Dev Tools Article

You're Running Your Python Type-Checkers on the Wrong Code

With mypy, Pyrefly, Pyright, ty, and Zuban all competing for CI minutes, a new framework argues library maintainers have their priorities exactly backwards.

DevClubHouse Curation

Jun 8, 2026 · 4 min read · 0 comments

The Python type-checking ecosystem has quietly fragmented. Where once you had mypy and maybe pyright, you now have five actively-developed checkers—mypy, Pyrefly, Pyright, ty, Zuban—with more apparently on the way. For application developers that's annoying. For library maintainers it's a genuine crisis: do you gate CI on all five?

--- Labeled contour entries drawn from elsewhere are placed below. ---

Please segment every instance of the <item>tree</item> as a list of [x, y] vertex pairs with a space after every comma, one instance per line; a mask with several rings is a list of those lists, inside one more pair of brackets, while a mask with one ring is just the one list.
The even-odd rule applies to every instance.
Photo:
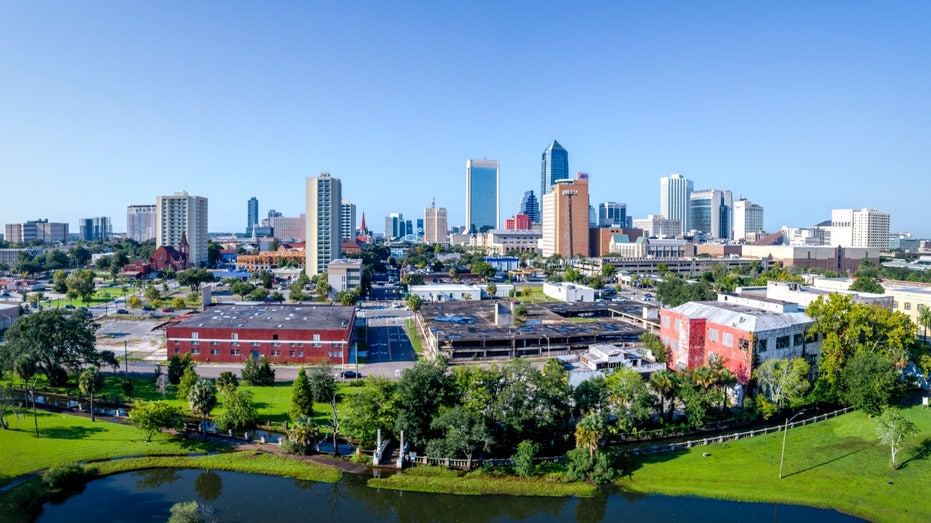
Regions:
[[757, 383], [777, 409], [800, 401], [808, 391], [810, 366], [804, 358], [771, 359], [754, 372]]
[[21, 316], [7, 329], [6, 342], [0, 346], [0, 368], [11, 370], [20, 357], [30, 355], [49, 385], [60, 387], [67, 382], [67, 371], [111, 363], [95, 346], [98, 328], [81, 310], [46, 309]]
[[94, 414], [94, 395], [103, 388], [103, 375], [97, 367], [87, 367], [78, 376], [78, 387], [91, 398], [91, 421], [97, 421]]
[[233, 389], [224, 394], [223, 410], [216, 417], [217, 429], [240, 431], [254, 427], [259, 413], [252, 400], [249, 390]]
[[918, 434], [918, 427], [897, 409], [892, 408], [883, 409], [877, 421], [876, 432], [879, 434], [879, 440], [889, 445], [889, 450], [892, 452], [892, 470], [896, 470], [899, 468], [896, 454], [899, 453], [902, 441], [913, 434]]
[[210, 411], [217, 406], [217, 387], [213, 381], [201, 378], [194, 382], [191, 390], [187, 395], [188, 405], [191, 406], [191, 412], [201, 416], [201, 430], [204, 434], [204, 441], [207, 441], [207, 417]]
[[261, 363], [249, 358], [242, 367], [242, 380], [253, 386], [274, 385], [275, 369], [268, 358], [263, 357]]
[[288, 416], [292, 420], [298, 416], [314, 415], [314, 397], [310, 389], [310, 382], [307, 380], [307, 373], [304, 367], [297, 371], [297, 378], [291, 387], [291, 408], [288, 409]]
[[129, 412], [133, 425], [145, 433], [145, 440], [152, 441], [152, 435], [162, 429], [184, 428], [181, 407], [169, 405], [164, 401], [137, 401]]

A post from the Pyrefly team makes the case that most maintainers are solving the wrong problem entirely.

The backwards pattern

The typical setup: a library runs a type-checker over its source code in CI, and leaves the test suite untyped or ignores it. The Pyrefly post argues this is exactly inverted.

Your internal implementation choices—which formatter you use, how you structure modules, which assertions you prefer in tests—are invisible to your users. What your users do care about is whether your public API works cleanly with their type-checker. And you have zero control over which one they pick.

The prescription:

Test suite: run as many type-checkers as possible
Source code: run at least one (your choice)

The logic is sound. Type-checking your test suite is type-checking your public API surface, exercised as a real caller would use it. Type-checking your internals is type-checking your internals.

Why five checkers disagree

The Python typing spec defines a shared baseline, but it leaves grey areas—particularly around under-specified annotations. In those gaps, different tools make different calls: some maximize strictness and accept false positives, others stay lenient to support gradual adoption.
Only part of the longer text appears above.